His voice had its old, whimsical inflection, but there was a deeper note in it, too. She parried him gently, yet not quite so composedly as was her wont.

“Why should I want to put if off? Aren't we going to sit down and have a delightful talk? I want to hear all about Bob and Martha and all of them, and about your work since I saw you.”

“You want to hear all about those things, do you? I had the impression that we discussed them quite thoroughly while I was at supper. Still, I can go over them all again if you insist. It may take up another five minutes, and when one is fencing for time, even five minutes counts.”

It was his old way, with a vengeance. There was a saying of Arthur Chester's current among his and Burns's friends that it never was of any use to try to evade Red Pepper when once he had begun to fire upon your defenses. With his eyes searching you and his insolent tongue putting point blank questions to you, you might as well capitulate first as last.

There being no conceivable answer to this thrust about fencing for time, even for a woman experienced in replying skilfully to men under all sorts of conditions, Ellen Lessing was forced to look up or play the part of a shy girl. So she looked up, lifting her head bravely. There really was nothing else to do.

It was all in his face. He had not come all those hundreds of miles to pay her an evening call, nor did he mean to be put off longer. His eyes held hers: she could not withdraw them.

“It's odd,” he said, speaking slowly, “how like a magnet drawing a steel bar you've drawn me down here. Pull-pull-pull—an irresistible force. I wonder if the magnet feels the attraction, too? Could it pull so hard if it didn't?”

There was a long minute during which neither stirred—it might have been the counterpart of that minute, months back, when they had first observed each other. Recognition it was, perhaps, at the very first; there could be no question about the recognition now—it went deep.

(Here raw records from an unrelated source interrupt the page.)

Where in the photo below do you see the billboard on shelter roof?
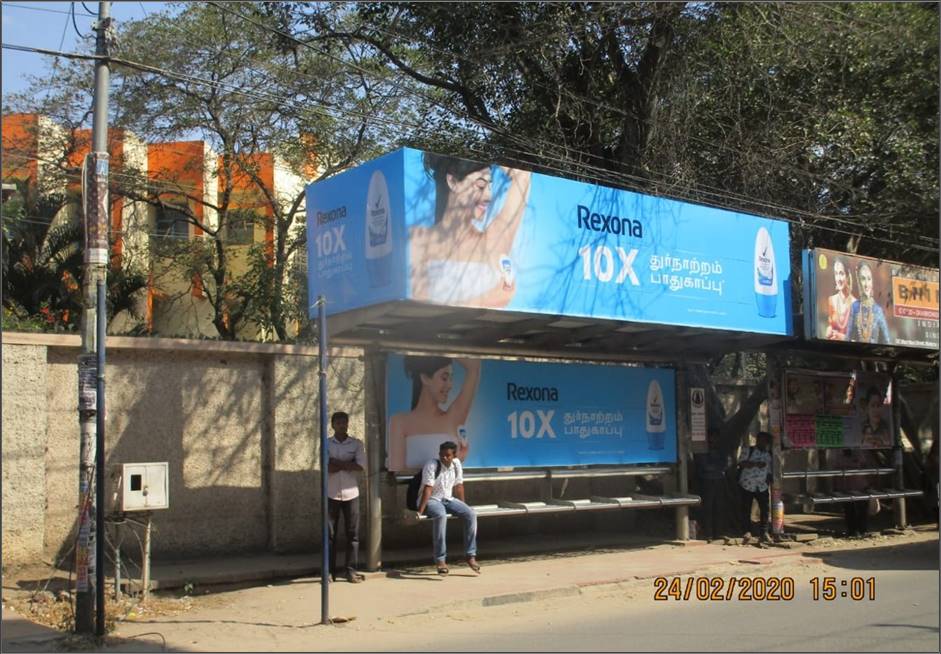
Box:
[386,354,676,471]
[804,248,939,350]
[307,149,791,335]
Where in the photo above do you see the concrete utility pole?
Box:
[75,2,111,634]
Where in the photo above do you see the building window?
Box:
[225,209,260,245]
[156,207,190,238]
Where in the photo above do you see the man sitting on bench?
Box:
[418,441,480,575]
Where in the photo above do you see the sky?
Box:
[0,0,166,96]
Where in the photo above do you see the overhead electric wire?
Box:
[69,2,91,40]
[3,39,936,251]
[209,2,937,249]
[3,2,96,18]
[9,3,910,246]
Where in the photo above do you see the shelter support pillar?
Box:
[767,354,784,540]
[676,368,690,540]
[889,363,908,529]
[363,349,385,572]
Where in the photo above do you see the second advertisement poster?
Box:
[386,354,676,472]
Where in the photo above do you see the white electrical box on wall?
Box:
[121,461,170,511]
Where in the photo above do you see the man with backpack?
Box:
[417,441,480,575]
[738,431,771,544]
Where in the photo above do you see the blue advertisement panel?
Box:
[308,149,792,335]
[386,354,676,472]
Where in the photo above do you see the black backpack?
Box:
[405,461,441,511]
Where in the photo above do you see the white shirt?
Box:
[421,458,464,501]
[327,436,366,502]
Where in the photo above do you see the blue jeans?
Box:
[425,497,477,563]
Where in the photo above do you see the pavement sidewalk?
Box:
[2,528,937,651]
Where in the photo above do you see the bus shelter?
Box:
[769,248,939,527]
[307,149,793,568]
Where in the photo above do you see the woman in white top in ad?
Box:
[409,153,531,308]
[388,356,480,472]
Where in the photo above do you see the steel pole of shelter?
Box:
[676,366,690,540]
[95,279,106,638]
[317,295,330,624]
[365,349,385,572]
[889,363,908,529]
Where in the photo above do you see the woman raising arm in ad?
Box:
[388,357,480,472]
[409,153,531,308]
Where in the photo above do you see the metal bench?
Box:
[395,466,701,521]
[781,468,924,509]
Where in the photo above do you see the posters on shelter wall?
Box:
[386,354,676,471]
[784,370,894,449]
[307,149,792,335]
[805,248,939,349]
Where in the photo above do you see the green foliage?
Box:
[3,181,147,331]
[2,182,82,331]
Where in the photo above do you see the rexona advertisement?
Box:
[386,354,676,472]
[784,370,895,449]
[804,248,939,350]
[307,149,791,335]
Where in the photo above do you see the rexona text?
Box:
[506,382,559,402]
[317,205,346,225]
[578,204,644,238]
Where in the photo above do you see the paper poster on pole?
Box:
[784,370,894,449]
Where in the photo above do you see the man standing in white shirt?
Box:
[327,411,366,584]
[418,441,480,575]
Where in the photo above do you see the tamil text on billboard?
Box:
[307,149,791,335]
[386,354,676,471]
[805,248,939,349]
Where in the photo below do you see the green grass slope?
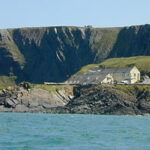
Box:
[77,56,150,75]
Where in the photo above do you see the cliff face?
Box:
[0,85,150,115]
[0,25,150,83]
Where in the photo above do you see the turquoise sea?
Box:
[0,113,150,150]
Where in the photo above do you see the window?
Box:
[134,73,136,77]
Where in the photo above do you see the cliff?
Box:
[0,85,150,115]
[0,25,150,83]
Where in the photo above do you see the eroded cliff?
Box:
[0,25,150,83]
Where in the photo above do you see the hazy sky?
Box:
[0,0,150,28]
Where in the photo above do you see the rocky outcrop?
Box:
[0,25,150,83]
[0,85,150,115]
[0,87,73,112]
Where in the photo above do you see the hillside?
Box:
[0,25,150,84]
[77,56,150,76]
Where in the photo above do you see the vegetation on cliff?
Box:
[0,25,150,84]
[77,56,150,76]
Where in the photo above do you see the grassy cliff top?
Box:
[77,56,150,75]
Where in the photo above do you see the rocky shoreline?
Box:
[0,85,150,115]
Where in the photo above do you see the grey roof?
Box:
[101,67,133,74]
[68,72,108,84]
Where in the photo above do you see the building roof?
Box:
[101,67,133,74]
[67,72,108,84]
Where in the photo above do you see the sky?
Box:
[0,0,150,29]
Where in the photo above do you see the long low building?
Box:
[65,66,140,85]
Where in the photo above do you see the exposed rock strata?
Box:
[0,85,150,115]
[0,25,150,83]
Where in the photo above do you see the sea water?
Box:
[0,113,150,150]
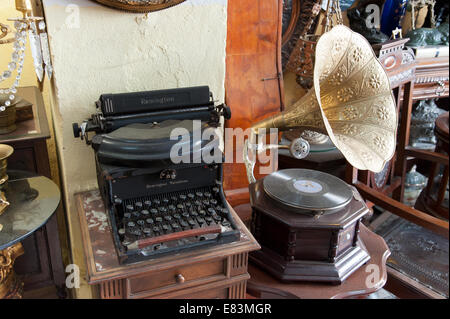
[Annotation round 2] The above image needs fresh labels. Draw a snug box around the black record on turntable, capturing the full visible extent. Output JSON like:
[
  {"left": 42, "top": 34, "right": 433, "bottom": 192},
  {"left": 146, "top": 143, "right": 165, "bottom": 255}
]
[{"left": 263, "top": 168, "right": 353, "bottom": 213}]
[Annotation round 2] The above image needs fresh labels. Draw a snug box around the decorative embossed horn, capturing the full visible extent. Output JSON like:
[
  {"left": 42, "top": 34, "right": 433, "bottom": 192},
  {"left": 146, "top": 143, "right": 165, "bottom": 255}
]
[{"left": 244, "top": 25, "right": 397, "bottom": 182}]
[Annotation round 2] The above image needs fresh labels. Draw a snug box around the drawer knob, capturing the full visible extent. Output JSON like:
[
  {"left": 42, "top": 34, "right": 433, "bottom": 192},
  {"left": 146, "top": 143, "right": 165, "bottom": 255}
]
[{"left": 175, "top": 274, "right": 186, "bottom": 284}]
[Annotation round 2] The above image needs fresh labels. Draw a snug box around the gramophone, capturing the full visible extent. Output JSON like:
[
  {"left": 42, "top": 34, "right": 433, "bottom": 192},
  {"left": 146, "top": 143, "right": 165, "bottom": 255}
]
[{"left": 244, "top": 25, "right": 397, "bottom": 284}]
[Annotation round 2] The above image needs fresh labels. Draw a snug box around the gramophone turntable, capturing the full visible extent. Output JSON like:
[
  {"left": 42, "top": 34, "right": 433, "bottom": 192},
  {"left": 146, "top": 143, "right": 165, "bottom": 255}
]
[
  {"left": 250, "top": 169, "right": 370, "bottom": 283},
  {"left": 244, "top": 25, "right": 397, "bottom": 284}
]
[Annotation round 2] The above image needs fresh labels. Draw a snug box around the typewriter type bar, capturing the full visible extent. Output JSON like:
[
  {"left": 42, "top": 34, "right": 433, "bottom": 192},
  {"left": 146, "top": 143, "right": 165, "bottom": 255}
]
[
  {"left": 110, "top": 186, "right": 239, "bottom": 263},
  {"left": 127, "top": 225, "right": 222, "bottom": 250}
]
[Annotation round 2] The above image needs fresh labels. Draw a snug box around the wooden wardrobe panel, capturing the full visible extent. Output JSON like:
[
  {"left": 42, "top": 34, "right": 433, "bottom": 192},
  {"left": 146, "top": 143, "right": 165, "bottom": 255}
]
[{"left": 224, "top": 0, "right": 282, "bottom": 201}]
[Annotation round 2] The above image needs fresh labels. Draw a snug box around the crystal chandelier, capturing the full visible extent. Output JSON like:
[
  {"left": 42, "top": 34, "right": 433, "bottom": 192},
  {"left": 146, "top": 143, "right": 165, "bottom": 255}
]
[{"left": 0, "top": 0, "right": 53, "bottom": 112}]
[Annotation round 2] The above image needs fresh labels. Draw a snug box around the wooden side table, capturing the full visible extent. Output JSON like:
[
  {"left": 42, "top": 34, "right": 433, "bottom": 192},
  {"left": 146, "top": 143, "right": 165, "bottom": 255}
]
[
  {"left": 0, "top": 86, "right": 66, "bottom": 297},
  {"left": 247, "top": 225, "right": 390, "bottom": 299},
  {"left": 75, "top": 191, "right": 260, "bottom": 299},
  {"left": 0, "top": 174, "right": 61, "bottom": 298}
]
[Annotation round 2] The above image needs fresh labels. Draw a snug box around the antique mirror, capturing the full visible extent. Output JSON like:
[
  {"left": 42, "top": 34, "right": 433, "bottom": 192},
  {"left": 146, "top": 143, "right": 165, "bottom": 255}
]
[{"left": 93, "top": 0, "right": 185, "bottom": 12}]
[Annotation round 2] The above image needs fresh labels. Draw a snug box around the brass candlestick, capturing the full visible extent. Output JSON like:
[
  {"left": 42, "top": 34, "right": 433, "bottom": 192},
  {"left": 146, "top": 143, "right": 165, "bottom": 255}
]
[{"left": 0, "top": 144, "right": 14, "bottom": 215}]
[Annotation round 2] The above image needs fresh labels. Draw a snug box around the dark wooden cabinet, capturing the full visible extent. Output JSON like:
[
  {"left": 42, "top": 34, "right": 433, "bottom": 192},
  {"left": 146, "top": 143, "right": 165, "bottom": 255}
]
[{"left": 0, "top": 87, "right": 65, "bottom": 297}]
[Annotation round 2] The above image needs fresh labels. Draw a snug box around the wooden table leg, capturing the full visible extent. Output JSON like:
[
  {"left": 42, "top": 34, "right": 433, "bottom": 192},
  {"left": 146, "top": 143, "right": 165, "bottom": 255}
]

Suddenly he slipped his right arm out of the sling. Before she could draw breath she was in the circle of his arms, but he had not touched her.

“Am I wrong?” he was saying. “Has it pulled both ways from the first?”

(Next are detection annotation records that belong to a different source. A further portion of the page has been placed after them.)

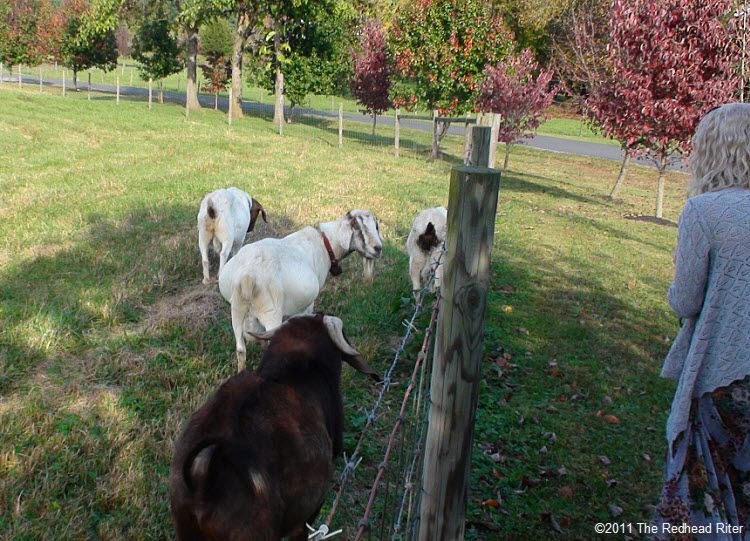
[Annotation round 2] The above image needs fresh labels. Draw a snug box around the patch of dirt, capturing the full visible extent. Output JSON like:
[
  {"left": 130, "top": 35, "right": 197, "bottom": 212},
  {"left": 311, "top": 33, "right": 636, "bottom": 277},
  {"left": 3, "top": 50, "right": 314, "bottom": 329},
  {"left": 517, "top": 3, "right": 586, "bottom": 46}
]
[
  {"left": 622, "top": 214, "right": 677, "bottom": 227},
  {"left": 143, "top": 282, "right": 228, "bottom": 330}
]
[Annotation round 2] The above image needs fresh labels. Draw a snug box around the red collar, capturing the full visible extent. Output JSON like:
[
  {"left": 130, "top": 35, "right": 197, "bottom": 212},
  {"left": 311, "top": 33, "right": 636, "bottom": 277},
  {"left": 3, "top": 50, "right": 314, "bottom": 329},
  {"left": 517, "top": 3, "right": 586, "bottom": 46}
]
[{"left": 320, "top": 231, "right": 342, "bottom": 276}]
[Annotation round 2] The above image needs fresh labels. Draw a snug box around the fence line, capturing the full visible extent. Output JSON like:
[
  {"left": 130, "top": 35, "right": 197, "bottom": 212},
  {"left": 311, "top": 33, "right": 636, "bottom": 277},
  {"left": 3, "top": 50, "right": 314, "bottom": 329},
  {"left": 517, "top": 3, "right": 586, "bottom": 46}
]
[{"left": 354, "top": 295, "right": 440, "bottom": 541}]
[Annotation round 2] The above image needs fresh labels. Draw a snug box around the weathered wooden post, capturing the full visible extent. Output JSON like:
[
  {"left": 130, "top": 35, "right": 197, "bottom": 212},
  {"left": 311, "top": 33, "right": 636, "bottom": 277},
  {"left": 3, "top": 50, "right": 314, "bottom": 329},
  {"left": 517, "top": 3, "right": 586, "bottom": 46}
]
[
  {"left": 227, "top": 86, "right": 234, "bottom": 126},
  {"left": 393, "top": 109, "right": 401, "bottom": 158},
  {"left": 464, "top": 126, "right": 492, "bottom": 167},
  {"left": 417, "top": 158, "right": 500, "bottom": 541},
  {"left": 339, "top": 103, "right": 344, "bottom": 147},
  {"left": 489, "top": 113, "right": 500, "bottom": 167},
  {"left": 430, "top": 109, "right": 440, "bottom": 158}
]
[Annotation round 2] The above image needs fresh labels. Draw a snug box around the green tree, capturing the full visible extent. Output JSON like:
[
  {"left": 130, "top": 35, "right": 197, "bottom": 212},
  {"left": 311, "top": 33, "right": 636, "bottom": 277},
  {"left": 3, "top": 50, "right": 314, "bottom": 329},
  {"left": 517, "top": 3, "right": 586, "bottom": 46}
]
[
  {"left": 390, "top": 0, "right": 512, "bottom": 113},
  {"left": 200, "top": 19, "right": 232, "bottom": 106},
  {"left": 61, "top": 14, "right": 117, "bottom": 87},
  {"left": 133, "top": 10, "right": 182, "bottom": 101}
]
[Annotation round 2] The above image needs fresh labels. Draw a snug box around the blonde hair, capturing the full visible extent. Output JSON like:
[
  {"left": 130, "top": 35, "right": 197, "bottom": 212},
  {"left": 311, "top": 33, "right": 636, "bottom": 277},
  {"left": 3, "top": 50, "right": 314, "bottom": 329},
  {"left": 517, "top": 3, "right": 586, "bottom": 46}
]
[{"left": 688, "top": 103, "right": 750, "bottom": 195}]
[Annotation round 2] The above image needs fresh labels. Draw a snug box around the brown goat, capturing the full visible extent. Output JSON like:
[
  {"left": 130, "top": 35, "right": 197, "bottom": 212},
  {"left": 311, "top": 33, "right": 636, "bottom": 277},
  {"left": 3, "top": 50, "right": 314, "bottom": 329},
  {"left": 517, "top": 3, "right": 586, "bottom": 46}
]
[{"left": 169, "top": 314, "right": 378, "bottom": 541}]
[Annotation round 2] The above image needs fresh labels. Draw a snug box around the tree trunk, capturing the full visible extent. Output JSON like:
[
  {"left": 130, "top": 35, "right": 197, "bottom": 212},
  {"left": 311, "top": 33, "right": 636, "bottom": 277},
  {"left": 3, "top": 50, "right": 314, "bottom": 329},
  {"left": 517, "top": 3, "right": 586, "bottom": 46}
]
[
  {"left": 185, "top": 25, "right": 201, "bottom": 111},
  {"left": 656, "top": 154, "right": 667, "bottom": 218},
  {"left": 273, "top": 29, "right": 284, "bottom": 126},
  {"left": 609, "top": 148, "right": 632, "bottom": 199},
  {"left": 273, "top": 67, "right": 284, "bottom": 126},
  {"left": 229, "top": 11, "right": 252, "bottom": 118}
]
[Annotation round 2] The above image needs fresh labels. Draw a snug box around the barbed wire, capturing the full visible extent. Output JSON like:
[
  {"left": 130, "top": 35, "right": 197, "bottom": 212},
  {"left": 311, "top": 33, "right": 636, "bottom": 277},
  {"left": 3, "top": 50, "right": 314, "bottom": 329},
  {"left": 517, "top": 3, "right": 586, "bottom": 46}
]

It must be as useless for the magnet to resist as for the bar. And when they, have come within a certain distance of each other—

If Red Pepper's left arm caught her in the stronger grasp, the right did all, and more than all, that could have been expected of it. It was his right arm which slowly drew her hands up, one after the other, and indicated to them that their place was locked together, behind his neck.

An old garden in South Carolina is a place to lure the Northerner out-of-doors. Before breakfast next morning Burns was walking down the box-bordered paths, feasting his gaze and his sense of fragrance on the clumps of blue and white violets, the clusters of gay crocuses, the splendid spikes of Roman hyacinths. But he did not fail to keep track of all doorways in sight, and when she appeared at the open French window of the drawing-room he was there in a trice, offering her a bunch of purple violets and feasting his eyes upon her morning freshness.

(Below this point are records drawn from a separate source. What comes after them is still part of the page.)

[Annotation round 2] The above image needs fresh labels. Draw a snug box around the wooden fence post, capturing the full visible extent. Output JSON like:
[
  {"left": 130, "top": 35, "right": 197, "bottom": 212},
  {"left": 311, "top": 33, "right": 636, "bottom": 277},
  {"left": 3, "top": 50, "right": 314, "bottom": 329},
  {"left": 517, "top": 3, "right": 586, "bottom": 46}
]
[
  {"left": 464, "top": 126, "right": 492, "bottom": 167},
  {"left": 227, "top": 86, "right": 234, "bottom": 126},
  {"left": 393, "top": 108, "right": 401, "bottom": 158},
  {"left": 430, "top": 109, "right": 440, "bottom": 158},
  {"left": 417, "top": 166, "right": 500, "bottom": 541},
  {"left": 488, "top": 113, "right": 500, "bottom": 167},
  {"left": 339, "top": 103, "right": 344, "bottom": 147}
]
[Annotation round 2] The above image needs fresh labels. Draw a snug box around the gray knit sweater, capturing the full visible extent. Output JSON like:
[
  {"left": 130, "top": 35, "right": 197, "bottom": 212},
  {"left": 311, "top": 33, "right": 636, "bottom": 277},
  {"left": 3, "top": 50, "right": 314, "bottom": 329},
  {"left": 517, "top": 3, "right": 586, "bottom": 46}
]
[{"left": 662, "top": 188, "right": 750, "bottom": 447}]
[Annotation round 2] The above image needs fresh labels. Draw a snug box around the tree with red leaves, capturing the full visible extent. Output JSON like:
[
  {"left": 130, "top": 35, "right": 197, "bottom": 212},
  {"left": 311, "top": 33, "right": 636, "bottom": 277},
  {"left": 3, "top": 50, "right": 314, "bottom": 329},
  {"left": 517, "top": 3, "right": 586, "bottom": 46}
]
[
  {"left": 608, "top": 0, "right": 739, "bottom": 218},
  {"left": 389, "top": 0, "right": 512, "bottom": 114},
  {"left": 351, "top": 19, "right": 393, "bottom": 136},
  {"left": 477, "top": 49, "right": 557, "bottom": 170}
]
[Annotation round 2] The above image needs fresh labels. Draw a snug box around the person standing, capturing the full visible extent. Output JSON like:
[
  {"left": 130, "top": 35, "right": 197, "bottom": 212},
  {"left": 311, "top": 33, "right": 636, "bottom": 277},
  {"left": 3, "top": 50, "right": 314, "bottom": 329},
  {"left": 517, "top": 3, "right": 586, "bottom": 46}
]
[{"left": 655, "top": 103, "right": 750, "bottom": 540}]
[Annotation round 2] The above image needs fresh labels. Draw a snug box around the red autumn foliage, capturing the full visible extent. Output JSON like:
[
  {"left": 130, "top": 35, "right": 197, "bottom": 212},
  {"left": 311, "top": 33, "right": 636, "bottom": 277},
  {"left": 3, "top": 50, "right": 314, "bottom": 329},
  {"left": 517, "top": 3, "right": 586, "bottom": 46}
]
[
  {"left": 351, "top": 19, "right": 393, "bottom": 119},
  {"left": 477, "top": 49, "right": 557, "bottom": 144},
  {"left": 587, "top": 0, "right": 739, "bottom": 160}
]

“I'm still dreaming, I think,” said he when he had drawn her back into the quiet room long enough to satisfy himself with the active demonstration that possession means privilege, and had himself fastened the violets in the front of her crisp white morning dress. “Dreaming that I can stay down here in this wonderful paradise with you and not go back to the slave's life I lead.”

“You would never be happy away from that slave's life long, you know,” she reminded him. “The rush of it is the joy of it to you.”

“How will it be to you? I shall be yours, you remember, till Joe Tressler or any other ne'er-do-weel wants me, then I'm his.”

“But you'll always come back to me,” said she.

“And will you be content with that?”

“So long as you want to come back.”

He looked steadily into her eyes, and his own took fire. “Want to come back! I've waited a long time to find the woman I could be sure I should always want to come back to. I thought there would never be such a woman: not for an erratic fellow like me.... But now I'm wondering how I shall ever be able to stay away.”